Demographics, treatment trends, and survival rate in incident pulmonary artery hypertension in Korea: A nationwide study based on the health insurance review and assessment service database
Epidemiologic data regarding pulmonary arterial hypertension (PAH) have relied on registries from Western countries. We assessed the current status of PAH in the Korean population. The Health Insurance Review and Assessment Service (HIRA) claim database, which comprises nationwide medical insurance data of Koreans from 2008-2016, was assessed to determine the current status of PAH. Overall, 1,307 patients were newly diagnosed with PAH from 2008-2016 (0.0005%, annual incidence: 4.84 patients/1 million people/year). The mean age at diagnosis was 44±13 years (range 18-65) and patients were mostly women (n = 906, 69.3%). Cases of idiopathic PAH (51.6%) accounted for the largest proportion, followed by acquired PAH (APAH) associated with congenital heart disease (25.8%) and APAH with connective tissue disease (17.2%).
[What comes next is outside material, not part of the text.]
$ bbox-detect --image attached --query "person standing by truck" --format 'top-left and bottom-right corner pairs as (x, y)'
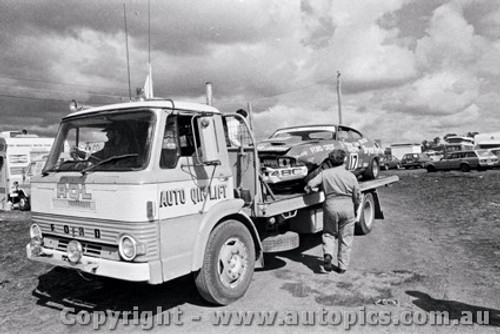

Overall, 807 (61.7%) patients received a single PAH-specific treatment based on their last prescription, of which bosentan (50.6%) was the most frequently used. Only 240 (18.4%) patients received combination therapy, with the bosentan-beraprost combination (32.9%) being the most common. During the mean follow-up of 1.9 years, the 1-, 2-, 3-, and 5-year estimated survival rates were 85%, 62%, 54%, and 46%, respectively. The prevalence and incidence of PAH in the Korean population is currently comparable with that in previous registries. The 5-year survival rate was slightly higher in the Korean population than previously reported.